Au départ, cet assaisonnement, lancé en 1952, était vendu sous forme de cube et sous le nom peu attrayant de «Pflanzenextrakt» («extrait de plantes» en allemand). Un an plus tard, il devient Aromat – un nom jugé plus attrayant – et le cube se transforme en poudre, plus facile à saupoudrer sur les aliments, notamment les salades.

L’Aromat est rapidement entré dans la plupart des foyers et des restaurants suisses au nord du Saint-Gothard. Il est toutefois moins répandu dans le canton du Tessin, en raison de l’influence italienne et méditerranéenne, où l’huile, le vinaigre, le sel et le poivre sont les seuls condiments pour les salades. 

«Arome Maggi», encore plus suisse

arome maggi


Keystone / Christian Beutler

Mais il n’y a pas que l’Aromat sur les tables suisses du nord des Alpes. On trouve également un autre assaisonnement, produit par l’entreprise 100% suisse Maggi (fondée par Julius Maggi, né à Frauenfeld dans le canton de Thurgovie en 1872). Il s’agit d’un assaisonnement liquide, l’Arôme Maggi, dont la petite bouteille brune à étiquette jaune-rouge est devenue emblématique.

L’Arôme Maggi est encore plus ancien que l’Aromat: il a été mis sur le marché en 1886, peu de temps après la première poudre de soupe de pois et de haricots, inventée par Julius Maggi lui-même.
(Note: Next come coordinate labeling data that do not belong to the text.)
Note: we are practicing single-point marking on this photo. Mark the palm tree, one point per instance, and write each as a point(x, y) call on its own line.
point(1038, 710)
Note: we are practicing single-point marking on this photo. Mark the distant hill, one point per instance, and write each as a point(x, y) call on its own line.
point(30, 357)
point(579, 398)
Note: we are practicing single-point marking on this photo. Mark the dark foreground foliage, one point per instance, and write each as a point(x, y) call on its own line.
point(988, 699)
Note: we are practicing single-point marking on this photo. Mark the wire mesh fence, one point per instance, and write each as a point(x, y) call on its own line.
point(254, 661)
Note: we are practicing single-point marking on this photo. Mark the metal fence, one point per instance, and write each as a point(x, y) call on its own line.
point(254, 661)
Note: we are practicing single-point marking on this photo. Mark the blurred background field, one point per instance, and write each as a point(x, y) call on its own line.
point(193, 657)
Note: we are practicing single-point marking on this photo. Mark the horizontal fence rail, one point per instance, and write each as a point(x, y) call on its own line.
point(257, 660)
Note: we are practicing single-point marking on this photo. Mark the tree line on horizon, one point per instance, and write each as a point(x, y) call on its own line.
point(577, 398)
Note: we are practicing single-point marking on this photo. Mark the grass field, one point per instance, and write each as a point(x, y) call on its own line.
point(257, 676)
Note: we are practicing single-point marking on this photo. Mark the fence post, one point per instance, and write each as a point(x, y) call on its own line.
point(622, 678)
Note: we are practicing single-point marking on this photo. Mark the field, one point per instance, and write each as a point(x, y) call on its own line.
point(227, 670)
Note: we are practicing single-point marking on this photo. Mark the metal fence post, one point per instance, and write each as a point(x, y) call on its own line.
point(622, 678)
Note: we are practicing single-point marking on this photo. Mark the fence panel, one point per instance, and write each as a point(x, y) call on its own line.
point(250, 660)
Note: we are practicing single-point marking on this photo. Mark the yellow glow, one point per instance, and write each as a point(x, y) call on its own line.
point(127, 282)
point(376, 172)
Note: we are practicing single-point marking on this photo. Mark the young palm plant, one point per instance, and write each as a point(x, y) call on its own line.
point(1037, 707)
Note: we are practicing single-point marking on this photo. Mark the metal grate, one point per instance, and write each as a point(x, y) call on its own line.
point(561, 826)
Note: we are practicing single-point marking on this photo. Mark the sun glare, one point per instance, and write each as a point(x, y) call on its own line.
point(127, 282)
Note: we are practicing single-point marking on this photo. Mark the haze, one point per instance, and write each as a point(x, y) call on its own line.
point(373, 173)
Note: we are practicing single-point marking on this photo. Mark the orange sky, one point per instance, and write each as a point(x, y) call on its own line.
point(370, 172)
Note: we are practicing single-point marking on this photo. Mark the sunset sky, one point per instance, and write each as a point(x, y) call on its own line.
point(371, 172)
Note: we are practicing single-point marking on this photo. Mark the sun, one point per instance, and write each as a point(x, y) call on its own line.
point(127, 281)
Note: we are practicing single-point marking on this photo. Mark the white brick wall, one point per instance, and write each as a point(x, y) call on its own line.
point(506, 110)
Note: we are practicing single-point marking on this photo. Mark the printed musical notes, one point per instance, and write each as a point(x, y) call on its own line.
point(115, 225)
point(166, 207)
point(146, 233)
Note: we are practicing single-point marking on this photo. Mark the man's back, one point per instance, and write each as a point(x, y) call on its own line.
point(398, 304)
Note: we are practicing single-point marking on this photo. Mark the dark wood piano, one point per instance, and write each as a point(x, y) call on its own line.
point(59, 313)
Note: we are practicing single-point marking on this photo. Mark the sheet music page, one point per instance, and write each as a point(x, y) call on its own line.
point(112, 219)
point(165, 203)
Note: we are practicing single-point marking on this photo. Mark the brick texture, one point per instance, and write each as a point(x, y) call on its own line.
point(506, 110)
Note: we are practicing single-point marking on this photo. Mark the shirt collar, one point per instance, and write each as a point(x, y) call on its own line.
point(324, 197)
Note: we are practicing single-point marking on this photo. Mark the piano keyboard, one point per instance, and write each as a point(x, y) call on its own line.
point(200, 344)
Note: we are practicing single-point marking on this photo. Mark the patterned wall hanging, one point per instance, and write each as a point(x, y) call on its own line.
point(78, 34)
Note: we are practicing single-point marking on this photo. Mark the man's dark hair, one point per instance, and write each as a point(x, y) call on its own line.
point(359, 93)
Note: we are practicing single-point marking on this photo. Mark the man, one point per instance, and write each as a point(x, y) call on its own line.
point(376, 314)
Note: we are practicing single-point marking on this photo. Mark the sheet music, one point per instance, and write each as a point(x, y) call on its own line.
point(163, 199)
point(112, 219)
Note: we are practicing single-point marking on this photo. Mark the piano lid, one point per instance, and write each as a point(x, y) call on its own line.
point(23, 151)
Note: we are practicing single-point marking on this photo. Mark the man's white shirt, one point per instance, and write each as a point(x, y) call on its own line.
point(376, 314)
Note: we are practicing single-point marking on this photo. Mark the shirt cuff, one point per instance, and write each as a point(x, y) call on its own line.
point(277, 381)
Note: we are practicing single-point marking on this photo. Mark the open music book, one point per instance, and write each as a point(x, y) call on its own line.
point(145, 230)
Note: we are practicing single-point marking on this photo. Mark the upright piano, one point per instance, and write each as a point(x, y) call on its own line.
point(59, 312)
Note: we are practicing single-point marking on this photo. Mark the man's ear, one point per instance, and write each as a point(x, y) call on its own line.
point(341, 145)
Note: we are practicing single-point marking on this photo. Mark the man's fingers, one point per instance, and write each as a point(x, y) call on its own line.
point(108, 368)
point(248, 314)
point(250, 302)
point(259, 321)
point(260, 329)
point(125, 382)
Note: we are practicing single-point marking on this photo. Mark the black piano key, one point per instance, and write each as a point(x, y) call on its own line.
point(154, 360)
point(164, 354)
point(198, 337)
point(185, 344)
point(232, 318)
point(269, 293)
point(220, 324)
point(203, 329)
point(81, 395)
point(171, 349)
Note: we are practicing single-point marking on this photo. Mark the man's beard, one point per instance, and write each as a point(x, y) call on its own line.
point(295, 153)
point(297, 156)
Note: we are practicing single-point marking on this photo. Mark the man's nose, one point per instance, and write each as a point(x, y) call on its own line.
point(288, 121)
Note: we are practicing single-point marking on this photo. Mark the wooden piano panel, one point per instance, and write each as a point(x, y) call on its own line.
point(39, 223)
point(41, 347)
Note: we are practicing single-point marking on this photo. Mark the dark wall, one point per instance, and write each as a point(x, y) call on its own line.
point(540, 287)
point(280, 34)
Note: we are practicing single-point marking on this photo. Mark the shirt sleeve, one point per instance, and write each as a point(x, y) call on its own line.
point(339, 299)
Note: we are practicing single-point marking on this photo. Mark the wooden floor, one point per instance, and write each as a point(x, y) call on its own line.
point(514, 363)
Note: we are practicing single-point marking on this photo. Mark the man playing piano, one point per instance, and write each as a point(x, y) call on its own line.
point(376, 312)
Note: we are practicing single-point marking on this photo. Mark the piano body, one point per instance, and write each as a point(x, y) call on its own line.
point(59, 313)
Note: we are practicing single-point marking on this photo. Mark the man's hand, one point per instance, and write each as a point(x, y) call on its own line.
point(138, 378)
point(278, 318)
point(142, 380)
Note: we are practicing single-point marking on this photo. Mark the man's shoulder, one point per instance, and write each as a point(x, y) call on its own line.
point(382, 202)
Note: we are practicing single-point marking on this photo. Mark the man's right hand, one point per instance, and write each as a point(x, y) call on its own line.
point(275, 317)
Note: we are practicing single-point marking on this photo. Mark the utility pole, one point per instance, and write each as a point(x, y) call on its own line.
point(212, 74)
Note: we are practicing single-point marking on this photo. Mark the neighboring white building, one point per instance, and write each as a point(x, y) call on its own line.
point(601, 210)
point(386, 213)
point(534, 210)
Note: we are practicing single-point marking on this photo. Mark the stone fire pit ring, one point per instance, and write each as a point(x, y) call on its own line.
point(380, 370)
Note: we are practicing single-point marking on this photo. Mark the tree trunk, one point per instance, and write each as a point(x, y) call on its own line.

L’exhausteur de goût liquide contient des extraits de protéines végétales (blé) et des exhausteurs de goût.

Deux ingrédients qui, d’un côté, renforcent la thèse d’une cuisine suisse sans imagination, mais qui, grâce à une rapide recherche en ligne, s’avèrent être largement utilisés et très polyvalents. On murmure même que l’une des recettes les mieux gardées de l’histoire suisse, celle de la sauce du fameux poulet en corbeille du restaurant Poulet Burg à Attinghausen, dans le canton d’Uri, a pour ingrédient principal l’Aromat.

Cette information n’a jamais été confirmée ni infirmée. 

Un retour en grâce?

Comme beaucoup d’autres ingrédients «anciens» ou «démodés» ces dernières années, l’Aromat – peut-être parce qu’il est mieux connu – fait son retour, notamment grâce aux réseaux sociaux. On trouve des centaines de «mèmes» à son sujet et des recettes qui l’utilisent.

Par exemple, signe que les temps changent, il est largement recommandé comme garniture idéale pour les toasts à l’avocat. D’autres jurent qu’il est excellent sur les pâtes natures.

Mais si vous demandez à une ou un Suisse expatrié quelles sont les saveurs de son pays qui lui manquent le plus, il y a de fortes chances que cette personne réponde «Aromat!». C’est pourquoi on en retrouve souvent dans leur valise après un séjour en Suisse – sauf pour celles et ceux qui vivent en Afrique du Sud, où ce produit semble être très connu et populaire.